- Soltanabad Location within Iran
- Coordinates: 36°24′15″N 58°02′21″E﻿ / ﻿36.40417°N 58.03917°E
- Country: Iran
- Province: Razavi Khorasan
- County: Khoshab
- District: Central

Population (2016)
- • Total: 5,932
- Time zone: UTC+3:30 (IRST)

= Soltanabad, Khoshab =

City in Razavi Khorasan Province, Iran

Soltanabad (سلطان‌ آباد) (Note: Also romanized as Solţānābād; also known as Sultānābād) is a city in the Central District of Khoshab County, Razavi Khorasan Province, Iran, serving as the capital of both the county and the district. It is also the administrative center for Soltanabad Rural District.

==Demographics==
===Population===
At the time of the 2006 National Census, the city's population was 4,821 in 1,232 households, when it was the capital of the former Khoshab District in Sabzevar County.

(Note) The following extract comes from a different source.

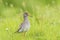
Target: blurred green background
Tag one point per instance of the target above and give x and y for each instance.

The following census in 2011 counted 5,495 people in 1,508 households, by which time the district had been separated from the county in the establishment of Khoshab County. The city and the rural district were transferred to the new Central District, with Soltanabad as the county's capital. The 2016 census measured the population of the city as 5,932 people in 1,751 households.